Last date to apply for Program 1 is extended as we have 3 more seats

This call for applications is for two distinct programs. Please apply for any one.

Program 1: Six week program ( Classroom + Field Internship) 21st May to 4th July 2018

Program 2: Twelve days program (Classroom only) 11th to 22nd June 2018

Program 1:  The Six week Program (Classroom + Field Internship) 21st May to 4th July 2018

This program aims to bring together theory and practice. The first part of the program is a 12 day classroom component that will focus on building a holistic and interconnected understanding of the issues facing our society today. The second part of this program involves field immersion for a month with some ongoing social change initiatives (in groups of 2-3). Participants will be sent to grassroots organisations across the country for a month and will return to Sambhaavnaa Institute for the third part of this program (for 4 days) to share their findings, learnings and experiences of the different kinds of efforts on different problems in different contexts across the country based on their internship.


  • Rs. 6000. This includes only the food and stay expenses during the two classroom components of the program at the Sambhaavnaa Institute.
  • Participants are expected to bear the cost of travel and food expenses of the internship. [Lodging will be provided by the internship organization. No support is available from Sambhaavnaa Institute for this component]

Program 2

Twelve Days Program (Classroom only) 11th to 22nd June 2018

In this program, the theme will be explored using interactive lectures, theatre, group work, discussions, film screenings, collective reflection, and live experience sharing by activists.


Rs. 7500. This includes only food and stay expenses at Sambhaavnaa Institute.


Do not let money be an impediment to your applying. Need based fee waivers are available. Please ask for a fee waiver in the application form if you feel you need and deserve it.

Rolling admission deadlines accept applications until the programs fill up. However, there is a chance of losing your spot if the program fills up, so it’s best not to wait too long.

How to apply?

Please complete one from amongst the three FIELD EXERCISES detailed below and then fill the application form. The field exercise is compulsory for your application to be considered. Please note that we will not be assessing the exercise on the basis language, grammar or presentation efficacy. We are interested in your reflection and analysis of social realities. The presentation can be in any form that you prefer or like.

Exercise 1: Locate one person in your neighbourhood who is an ‘unorganised sector’ worker, and speak with them about his/her life, the nature of his/her work, wages, family, who else earns in their family, the conditions their family lives in, and so on. Find out about his/her social background in terms of caste, region, class. Share with us your reflection on their life and working conditions and if and/or how it could be changed for the better? Share your reflections and observations in not more than 500 words.

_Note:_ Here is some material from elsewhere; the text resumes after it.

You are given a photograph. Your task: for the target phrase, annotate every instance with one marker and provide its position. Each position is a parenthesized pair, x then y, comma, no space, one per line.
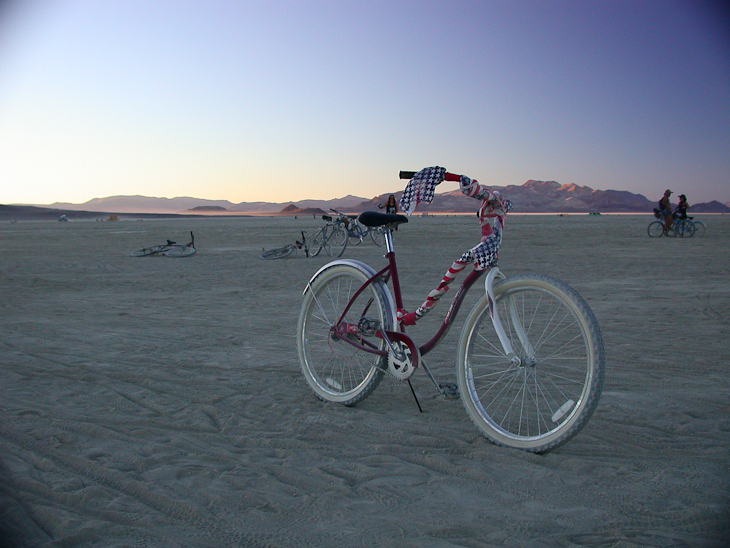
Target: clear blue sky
(280,100)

Exercise 2: Follow the garbage trail from your place of residence, to the final place that it rests. Locate one person in the life-cycle who manages your garbage, and speak to them about the nature of their work, their wages, their family and who else earns in their family, the conditions their family lives in and so on. Provide a description of the garbage trail and any insights you obtained from it. Write about the garbage worker as well as your reflection on his/her life and working conditions and if and/or how it could be changed for the better? The write-up should not exceed 500 words.


Exercise 3: Visit a government school in your neighbourhood. Interview some students and teachers about their experience at school and get their views on the education system. Observe the working conditions, the general infrastructure, and the general atmosphere in the school. Do a comparison with the kind of school you attended. What do you think ails ‘education’ today and what could be done to change things around? Share your reflections and observations in not more than 500 words.